I was wondering (hoping) that someone on the forum would have a copy of the manual c/w parts list for this machine, or a link to a free one.

I've spent the past couple of weeks using Google and a number of other Search Engines to no avail. Sears no longer shows this model on their site.

I want to make sure I get the correct cable the first time, as they are non-returnable, and around $28-$30.00 each. I know the original cable has now been sub'd to a replacement one.

The machine is a neighbor's, and the manual's disappeared, but I was using it when the cable broke, so it's up to me to replace it. 

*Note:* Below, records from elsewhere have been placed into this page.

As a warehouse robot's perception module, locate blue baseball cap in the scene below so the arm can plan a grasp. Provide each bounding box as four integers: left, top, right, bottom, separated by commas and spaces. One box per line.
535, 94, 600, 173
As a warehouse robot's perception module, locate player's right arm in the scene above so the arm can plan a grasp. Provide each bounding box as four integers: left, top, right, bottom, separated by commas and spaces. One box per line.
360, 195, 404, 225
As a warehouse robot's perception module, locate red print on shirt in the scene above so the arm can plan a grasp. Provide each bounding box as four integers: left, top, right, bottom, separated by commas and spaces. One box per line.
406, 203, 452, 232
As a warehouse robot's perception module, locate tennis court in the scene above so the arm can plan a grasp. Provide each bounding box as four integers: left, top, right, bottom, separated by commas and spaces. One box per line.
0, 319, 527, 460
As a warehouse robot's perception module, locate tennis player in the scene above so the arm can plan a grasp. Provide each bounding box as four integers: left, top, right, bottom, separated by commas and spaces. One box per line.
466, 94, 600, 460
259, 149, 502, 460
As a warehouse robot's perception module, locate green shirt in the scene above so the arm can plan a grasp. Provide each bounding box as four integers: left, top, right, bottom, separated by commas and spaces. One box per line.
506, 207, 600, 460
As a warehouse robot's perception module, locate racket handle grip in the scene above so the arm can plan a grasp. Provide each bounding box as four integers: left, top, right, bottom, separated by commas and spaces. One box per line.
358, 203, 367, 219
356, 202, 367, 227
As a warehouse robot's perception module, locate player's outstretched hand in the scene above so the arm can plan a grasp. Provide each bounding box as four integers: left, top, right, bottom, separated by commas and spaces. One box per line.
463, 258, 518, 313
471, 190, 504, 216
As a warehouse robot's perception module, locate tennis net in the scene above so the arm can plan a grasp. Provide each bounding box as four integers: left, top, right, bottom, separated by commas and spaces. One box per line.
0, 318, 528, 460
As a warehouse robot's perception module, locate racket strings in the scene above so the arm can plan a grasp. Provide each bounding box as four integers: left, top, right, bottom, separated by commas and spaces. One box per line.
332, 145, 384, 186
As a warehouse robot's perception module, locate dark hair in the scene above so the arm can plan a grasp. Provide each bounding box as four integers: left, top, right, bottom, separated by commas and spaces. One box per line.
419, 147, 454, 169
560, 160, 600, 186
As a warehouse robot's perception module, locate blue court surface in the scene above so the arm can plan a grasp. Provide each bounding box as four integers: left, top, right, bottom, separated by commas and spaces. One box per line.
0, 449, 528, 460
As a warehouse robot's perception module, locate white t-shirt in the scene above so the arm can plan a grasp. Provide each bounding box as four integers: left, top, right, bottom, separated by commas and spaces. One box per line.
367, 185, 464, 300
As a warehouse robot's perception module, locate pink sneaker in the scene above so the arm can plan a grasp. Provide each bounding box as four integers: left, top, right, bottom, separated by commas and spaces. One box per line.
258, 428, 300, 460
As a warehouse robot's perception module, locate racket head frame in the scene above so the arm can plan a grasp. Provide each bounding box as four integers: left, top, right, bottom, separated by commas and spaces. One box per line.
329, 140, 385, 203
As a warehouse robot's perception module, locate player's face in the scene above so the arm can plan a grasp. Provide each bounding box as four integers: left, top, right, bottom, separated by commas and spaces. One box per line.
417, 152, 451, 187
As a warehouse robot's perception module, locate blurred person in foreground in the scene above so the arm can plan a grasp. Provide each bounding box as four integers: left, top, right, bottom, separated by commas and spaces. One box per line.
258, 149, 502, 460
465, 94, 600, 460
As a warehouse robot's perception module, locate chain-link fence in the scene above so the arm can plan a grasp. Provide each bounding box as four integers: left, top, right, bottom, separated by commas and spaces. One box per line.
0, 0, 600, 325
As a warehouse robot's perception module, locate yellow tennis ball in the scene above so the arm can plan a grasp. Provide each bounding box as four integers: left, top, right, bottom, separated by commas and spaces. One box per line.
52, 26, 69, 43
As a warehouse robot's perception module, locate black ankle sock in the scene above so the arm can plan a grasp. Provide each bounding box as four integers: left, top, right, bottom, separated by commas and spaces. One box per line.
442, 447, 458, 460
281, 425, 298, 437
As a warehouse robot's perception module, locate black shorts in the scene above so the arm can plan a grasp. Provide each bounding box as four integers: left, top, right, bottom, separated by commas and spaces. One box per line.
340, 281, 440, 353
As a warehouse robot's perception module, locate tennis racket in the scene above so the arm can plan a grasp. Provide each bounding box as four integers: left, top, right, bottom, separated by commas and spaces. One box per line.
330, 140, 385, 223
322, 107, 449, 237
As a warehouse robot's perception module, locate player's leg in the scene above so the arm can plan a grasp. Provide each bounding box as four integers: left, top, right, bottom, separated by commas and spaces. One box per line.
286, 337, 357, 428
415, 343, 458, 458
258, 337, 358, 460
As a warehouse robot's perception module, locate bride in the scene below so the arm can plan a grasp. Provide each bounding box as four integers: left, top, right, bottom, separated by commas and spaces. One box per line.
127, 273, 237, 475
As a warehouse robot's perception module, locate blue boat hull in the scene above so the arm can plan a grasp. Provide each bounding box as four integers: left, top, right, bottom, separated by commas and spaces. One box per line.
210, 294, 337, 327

Any help would be greatly appreciated.

Thanks, 

f,


----------



## detdrbuzzard (Jan 20, 2012)

is this a two stage machine


----------



## fields (Feb 29, 2012)

Yes, sorry I should have stated that in my first post....2-stage.

f.


----------



## HCBPH (Mar 8, 2011)

*Manual*

I do have one for a c950-52930 if that's close enough (11 hp 31"). If it is, send me a PM with your email address.


----------



## fields (Feb 29, 2012)

PM sent.

Thank you, 

f.


----------



## fields (Feb 29, 2012)

Manual rec'd, and much appreciated !

Got just over 5 inches of the white stuff Friday, along with the drifting from the brisk winds, and overnight another 2 inches.

f.


----------



## detdrbuzzard (Jan 20, 2012)

fields said:


> Manual rec'd, and much appreciated !
> 
> Got just over 5 inches of the white stuff Friday, along with the drifting from the brisk winds, and overnight another 2 inches.
> 
> f.


 and you didn't invite your SBF budds over to do snow


----------



## fields (Feb 29, 2012)

Sorry, there just wouldn't be enough for all of us.....Get my two driveways done. the deck, and the neighbor's steps and driveway done (she's handicapped....wheelchair), and there's no more snow, until next time. I know, selfish, but I have been known to be greedy at times. 

f.


----------



## SkyBry (Nov 26, 2016)

*Craftsman II 11.0/31 manual needed... *



HCBPH said:


> I do have one for a c950-52930 if that's close enough (11 hp 31"). If it is, send me a PM with your email address.



I realize this is an older post, but I could really use a copy of this manual as well. My Craftsman auger has no strength to move the snow, and it's not the sheer pins... I have the feeling it's a belt, but I'd like to go at it with some prep before I start poking around. Any assistance would be GREATLY appreciated! 


-Bry


----------



## e.fisher26 (Nov 6, 2016)

I'd say its probably a belt. can you move the auger by hand?


Sent from my iPhone using Tapatalk


----------



## skutflut (Oct 16, 2015)

SkyBry said:


> I realize this is an older post, but I could really use a copy of this manual as well. My Craftsman auger has no strength to move the snow, and it's not the sheer pins... I have the feeling it's a belt, but I'd like to go at it with some prep before I start poking around. Any assistance would be GREATLY appreciated!
> 
> 
> -Bry


https://www.partstree.com/parts/mur...stage-snowthrower-2007-sears/handle-assembly/

Try this location, similar blower, but the 27" size. You should probably start a new thread for this, instead of latching onto an 4 year old one.


----------